Enviada em 23/05/2021

A Constituição Federal de 1988, documento jurídico mais importante do país, prevê em seu artigo 6°, o direito à segurança e à saúde como inerente a todo cidadão brasileiro. Entretanto, tal prerrogativa não tem se reverberado com ênfase na prática quando se observa o linchamento virtual presente nas redes sociais, dificultando, deste modo, a universalização desses direitos sociais tão importantes. Diante dessa perspectiva, faz-se imperiosa a análise dos fatores que favorecem esse quadro.

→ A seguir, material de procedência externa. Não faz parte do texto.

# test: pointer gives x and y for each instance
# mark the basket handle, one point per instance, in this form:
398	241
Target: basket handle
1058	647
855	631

Em uma primeira análise, deve-se ressaltar a ausência de medidas governamentais para combater os linchamentos virtuais. Nesse sentido, vale salientar que a liberdade de expressão é um direito do indivíduo. Entretanto, injúrias, ofensas e ameaças nas redes sociais não deveriam estar isentas de punição. Os indivíduos agem com muita rapidez, muitas vezes escondidos atrás de um perfil falso, não pensam antes de agir e sequer confirmam a veracidade de notícias, o que acaba por favorecer casos de linchamentos virtuais, acarretando aos alvos dos ataques problemas graves: de acordo com o Indicador de Confiança Digital (ICD), para 41% dos jovens brasileiros, as redes sociais causam sintomas como tristeza, ansiedade ou depressão.

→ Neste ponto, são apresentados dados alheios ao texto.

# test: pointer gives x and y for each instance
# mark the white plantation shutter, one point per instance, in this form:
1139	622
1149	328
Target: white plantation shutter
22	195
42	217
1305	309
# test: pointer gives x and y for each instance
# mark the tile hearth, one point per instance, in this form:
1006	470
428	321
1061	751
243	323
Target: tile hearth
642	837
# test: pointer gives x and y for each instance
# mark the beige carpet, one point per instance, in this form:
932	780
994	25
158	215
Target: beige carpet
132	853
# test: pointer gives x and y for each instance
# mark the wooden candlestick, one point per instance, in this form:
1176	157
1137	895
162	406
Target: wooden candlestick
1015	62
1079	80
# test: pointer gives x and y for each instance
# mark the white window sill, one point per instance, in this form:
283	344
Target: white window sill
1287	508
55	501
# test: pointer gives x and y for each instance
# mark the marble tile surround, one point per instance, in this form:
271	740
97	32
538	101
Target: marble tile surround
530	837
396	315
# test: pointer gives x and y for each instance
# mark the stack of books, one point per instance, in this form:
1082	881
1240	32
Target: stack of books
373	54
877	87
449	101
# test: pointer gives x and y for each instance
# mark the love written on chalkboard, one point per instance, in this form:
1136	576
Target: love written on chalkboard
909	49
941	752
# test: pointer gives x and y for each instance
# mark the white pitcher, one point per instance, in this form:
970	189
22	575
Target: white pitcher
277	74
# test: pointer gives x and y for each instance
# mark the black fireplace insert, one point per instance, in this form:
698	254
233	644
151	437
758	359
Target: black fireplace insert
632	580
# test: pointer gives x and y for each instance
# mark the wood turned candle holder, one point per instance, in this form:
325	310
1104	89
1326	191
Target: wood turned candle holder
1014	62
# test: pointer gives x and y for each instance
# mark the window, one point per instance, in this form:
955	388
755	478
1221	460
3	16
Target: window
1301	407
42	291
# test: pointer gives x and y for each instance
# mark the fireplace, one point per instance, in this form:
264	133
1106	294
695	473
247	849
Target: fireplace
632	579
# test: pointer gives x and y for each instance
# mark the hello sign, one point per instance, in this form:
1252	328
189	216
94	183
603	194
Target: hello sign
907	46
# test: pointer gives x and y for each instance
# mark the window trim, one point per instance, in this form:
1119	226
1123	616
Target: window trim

Ademais, é fundamental apontar a falta de instrução de como utilizar e se comportar nas redes sociais como impulsionador dos linchamentos virtuais no Brasil. Segundo o instituto de pesquisa Ipsos, o Brasil ocupa o 2° lugar no ranking de cyberbullying no mundo. Diante de tal exposto, é necessário que medidas sejam tomadas por parte do governo e informações sobre como se comportar no meio digital sejam transmitidas ao povo, pois é inadmissível que esse cenário de ódio continue a perdurar. Tal conjuntura, segundo as ideias do filósofo contratualista John Locke, configura-se como uma violação do “contrato social”, já que o Estado não cumpre sua função de garantir que os cidadãos desfrutem de direitos indispensáveis, como o direito a segurança e a saúde, o que infelizmente é evidente no país.

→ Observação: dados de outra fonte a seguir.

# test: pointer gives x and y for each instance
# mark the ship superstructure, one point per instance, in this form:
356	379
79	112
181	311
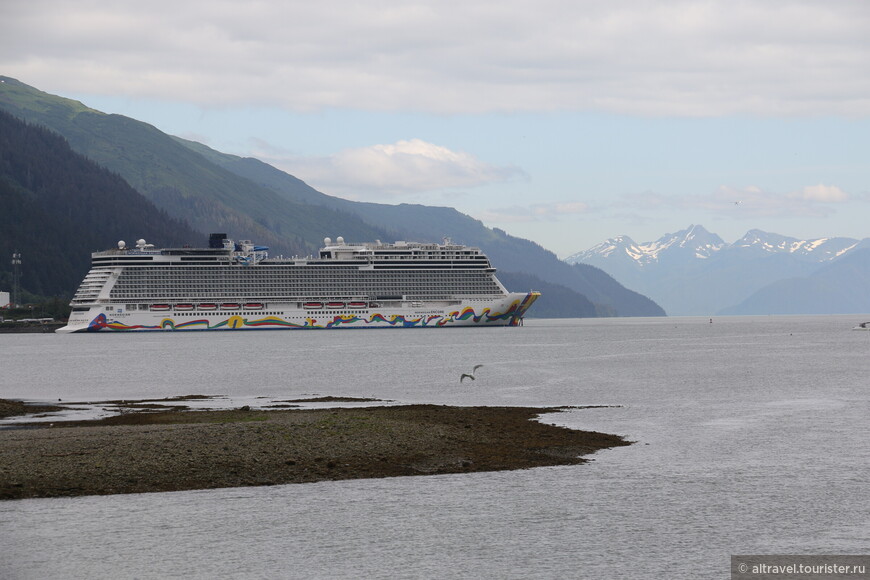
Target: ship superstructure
236	285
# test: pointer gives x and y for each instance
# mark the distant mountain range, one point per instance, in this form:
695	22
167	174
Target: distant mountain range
193	190
694	272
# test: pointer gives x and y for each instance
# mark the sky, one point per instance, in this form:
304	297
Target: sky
566	122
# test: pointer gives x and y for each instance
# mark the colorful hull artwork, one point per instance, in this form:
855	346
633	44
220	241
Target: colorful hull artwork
511	316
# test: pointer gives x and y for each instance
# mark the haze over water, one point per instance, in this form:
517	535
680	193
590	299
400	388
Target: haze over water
750	438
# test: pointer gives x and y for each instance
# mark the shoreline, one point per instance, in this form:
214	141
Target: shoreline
180	450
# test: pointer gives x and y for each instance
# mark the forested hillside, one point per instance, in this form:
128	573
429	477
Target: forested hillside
249	199
58	207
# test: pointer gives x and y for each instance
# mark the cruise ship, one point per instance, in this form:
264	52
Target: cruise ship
237	286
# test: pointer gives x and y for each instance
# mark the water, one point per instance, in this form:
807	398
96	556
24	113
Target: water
751	437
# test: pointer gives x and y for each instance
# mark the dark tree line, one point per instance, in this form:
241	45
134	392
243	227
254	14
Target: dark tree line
56	207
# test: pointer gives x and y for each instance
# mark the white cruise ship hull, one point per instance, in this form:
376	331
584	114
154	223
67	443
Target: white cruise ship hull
236	286
503	311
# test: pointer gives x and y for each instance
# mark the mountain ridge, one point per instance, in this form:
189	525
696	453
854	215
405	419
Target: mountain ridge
249	199
694	272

Depreende-se, portanto, a necessidade de se combater esses obstáculos. Para isso, é imprescindível que o Congresso Nacional formule leis mais rigorosas e aplique as devidas punições quanto a divulgação e hospedagem de sites que perpetuem o discurso de ódio, a fim de cessar sua propagação e atuação. Outrossim, as instituições de ensino devem inserir a discussão sobre esse tema por intermédio de palestrantes, psicólogos e especialistas, debatendo acerca de como agir “online”, com o objetivo de desenvolver, desde a infância, a capacidade de utilizar a tecnologia a seu favor, identificar e cessar a reprodução desses discursos de ódio. Dessa forma, se consolidará uma sociedade mais justa, onde o Estado desempenha corretamente seu “contrato social”, tal como afirma John Locke.